Sunday, August 2, 2009

Worst. Idea. Ever. Of the weekend anyway.

I spent last Saturday night at a South Carolina Dirt Track watching the cars race around a clay mud track over and over and over again. And over and over and over again. That pretty much sums up the suckage that was my Saturday Night, doesn't it? Oh and the only alcohol was Natural Light beer. And the girl next to me was suffering from some weird swelling disease and had a wound on her leg. Yay! Those two things combined to create a situation in which she was continually drinking the above mentioned Natural Light and asking for a napkin to staunch the weird liquid oozing down her leg below the bandaid she had slapped on her injury that I am sure was a knife wound or tatoo gone wrong.
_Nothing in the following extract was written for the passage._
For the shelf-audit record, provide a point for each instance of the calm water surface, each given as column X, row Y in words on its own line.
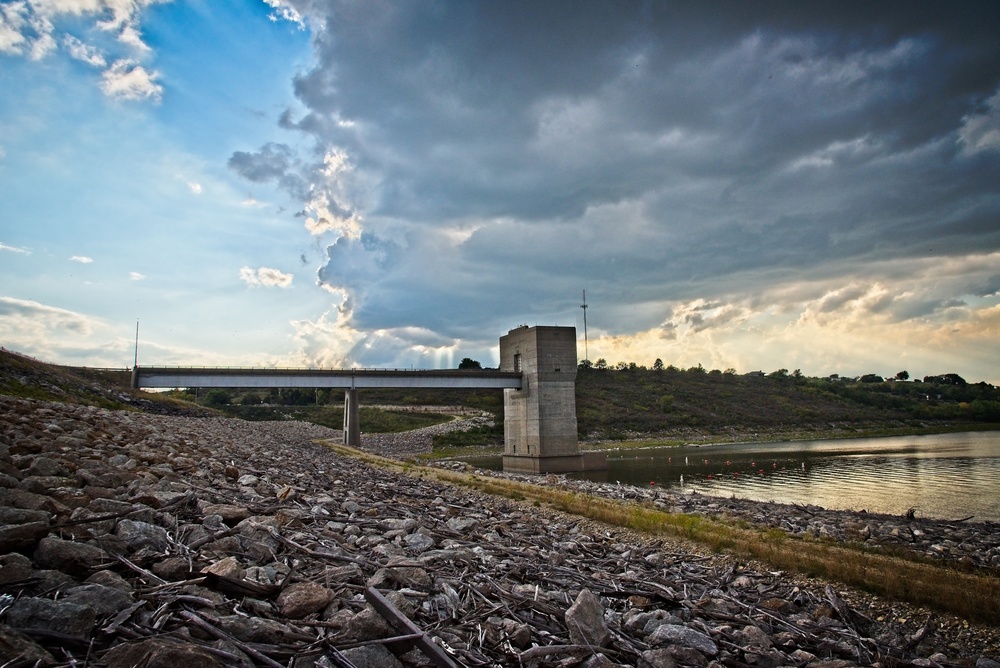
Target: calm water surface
column 949, row 476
We had to attend because a customer had been inviting my husband and I every week and we dodged it several times over the summer but finally could not say no again. We already felt guilty for using a couple of creative white lies to excuse our lack of attendance at the previous Saturday Night Speedway Smackdowns and true to our Cosmic form our luck ran out, in a big way. Karma Kneivel showed up during the first of many "Hot Laps" and she (the bitch) decided we deserved a spankin' for all those times we bailed on her and the Fastest Dirt Track in the south.

We sat there on those concrete bleachers with the redneck mafia surrounding us for eleventy billion hours. Every race featured a wreck or a stalled car that made the crowd groan and at least one driver raise the occasional half hearted fist but honestly, it was too hot for them to do more than flip each other the bird and shout insults at each other every the the caution light came on, which was every. single. lap. I appear to only be able to write in incredibly long sentences today, for some unexplained reason.

I think that sums up the wasted hours that was the Saturday Evening Dirt Track experience. I was planning on writing 30 more paragraphs describing the tube tops, ten year old's with tattoos and blowsy blond banana clip updos just so you can all live moments with me, but I have to go lie down now.

1 comment:

  1. Oh. My.

    The description of the wound in particular made me want to HURL. I think I might have fainted on the spot, just to get out of that situation!